Several questions come to mind as we watch Selma City Councilman Johnnie Leashore push so hard for a new appointee to the Selma Water and Sewer Board.

To bring you up to date: Leashore launched a salvo Thursday afternoon during the city council’s work session for the vote to take the item off the agenda nearly two weeks ago. Councilman Cecil Williamson of Ward 1 had asked the board to consider discussion on the issue at a time when he could attend. Two weeks ago, the council meeting occurred earlier than usual, and Williamson had to appear in court to represent a client.

The board voted 4-3 to table the matter.

Again, Thursday afternoon, Leashore brought up the issue. Council President George Evans suggested the council might want to take applications and interview individuals for the post — a reasonable assumption, considering that on Tuesday this particular council will meet for the last time. The process suggested by Evans, who will take office as mayor, would allow the new council to set a precedent in the way it makes appointments to the Water Board or any other entity.

But this did not suit Leashore and he fired another shot. The meeting deteriorated and eventually Evans had to gavel the work session to a close.

Leashore’s insistence could lead one to believe that the councilman, who will not return to office after Nov. 1, wants that seat on the Water Board as an individual.

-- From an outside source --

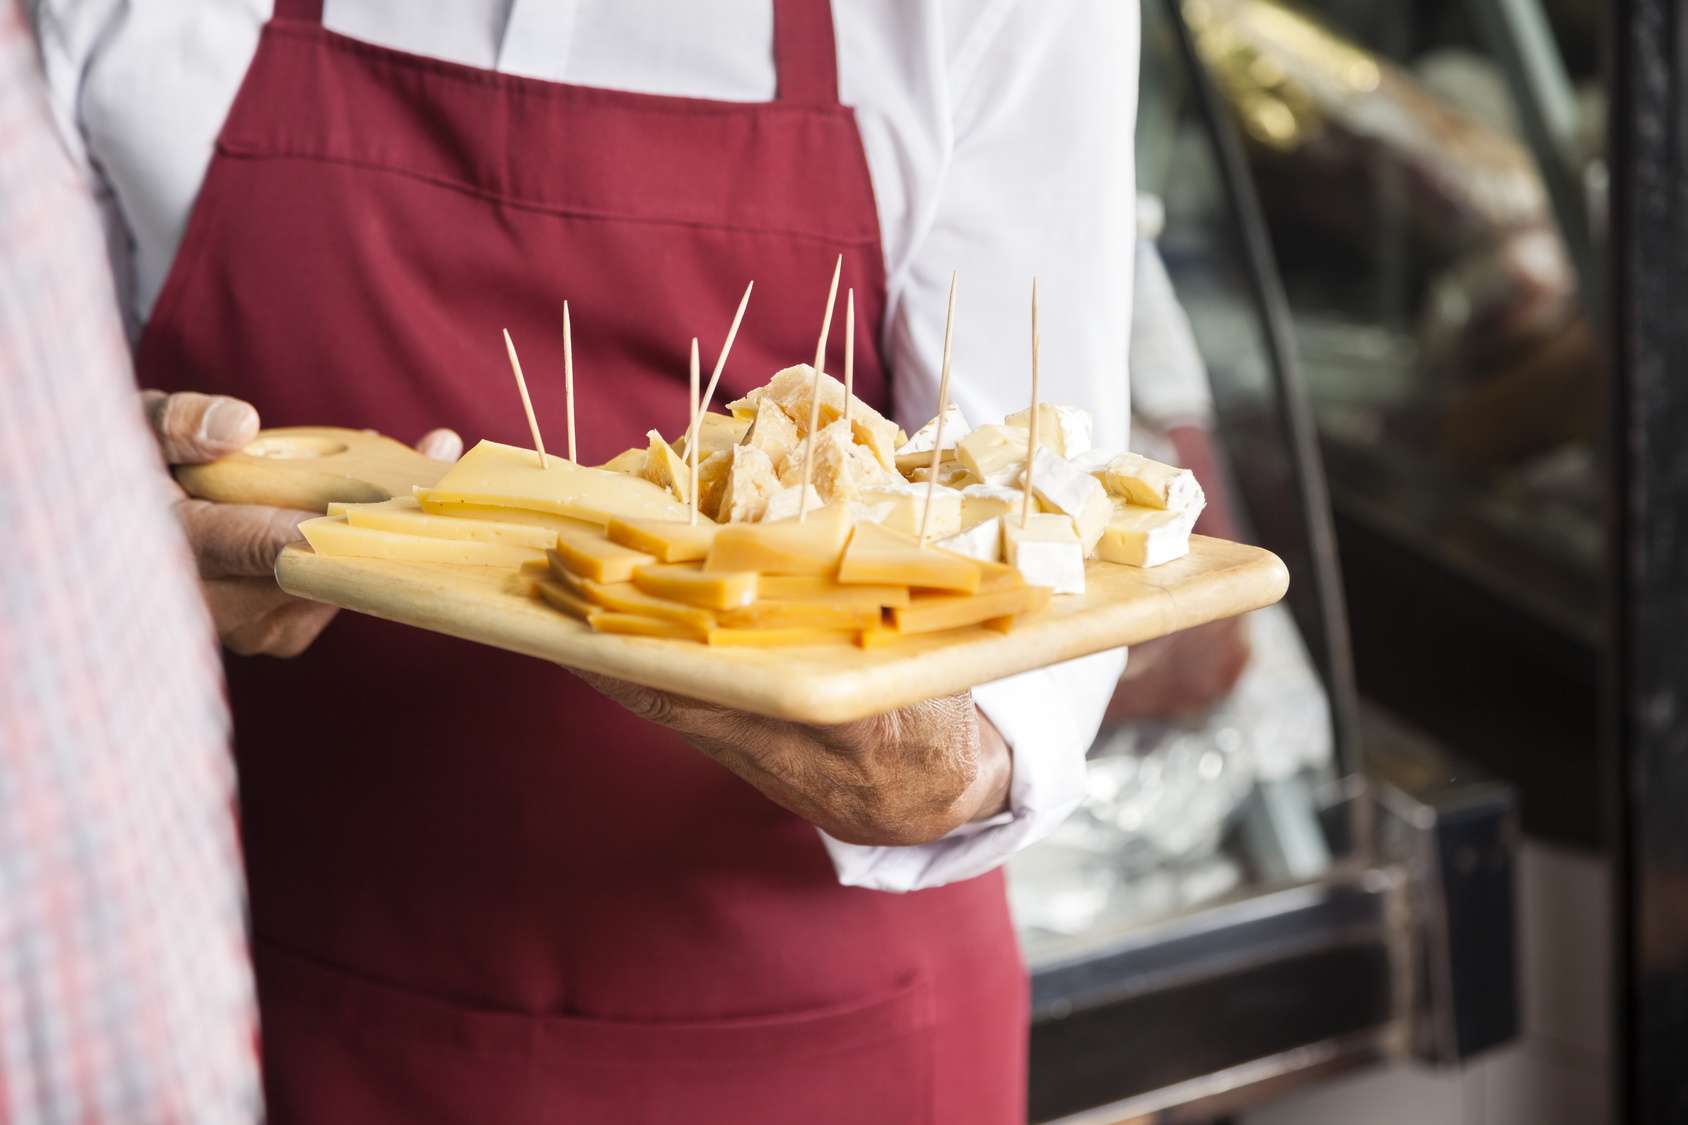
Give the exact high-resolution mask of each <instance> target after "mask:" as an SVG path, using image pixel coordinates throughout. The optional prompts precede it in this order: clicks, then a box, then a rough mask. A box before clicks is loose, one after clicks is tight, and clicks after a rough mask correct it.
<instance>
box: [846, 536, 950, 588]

There’s a position left vacant after the death of Aubry Vick.

Some people, including outgoing Councilwoman Jannie Venter of Ward 8, have suggested Millie Vick as the logical replacement for her late husband.

Although new council members have met in the upper room of a local restaurant to discuss informally some matters, none of them have publicly said what they would do to replace Aubrey Vick.

Councilwoman Bennie Ruth Crenshaw of Ward 7 will remain on the board because her term is not up. Another council seat remains in dispute and in the courts — that’s the one sought by Councilwoman Geraldine Allen, who’ll return as council president. However, Councilman Sam Randolph of Ward 5 contends that’s his seat, and he was duly appointed.

With all this posturing, it appears that some members of the Water Board would enjoy nothing more than to keep their voting majority. Chaos is the best way to ensure that this occurs.

Cronyism has lead already to a probe of the Water Board that resulted in the Auditor of Public Accounts opining that the board has paid its members too much money. Who knows what else has occurred?

Sunshine has not shown on the actions of the Water Board for some time. Indeed, its actions appear as murky as the effluent in a septic tank.

Evans’ advice is wise. The council should move slowly and deliberately on these appointments. Too much is at stake.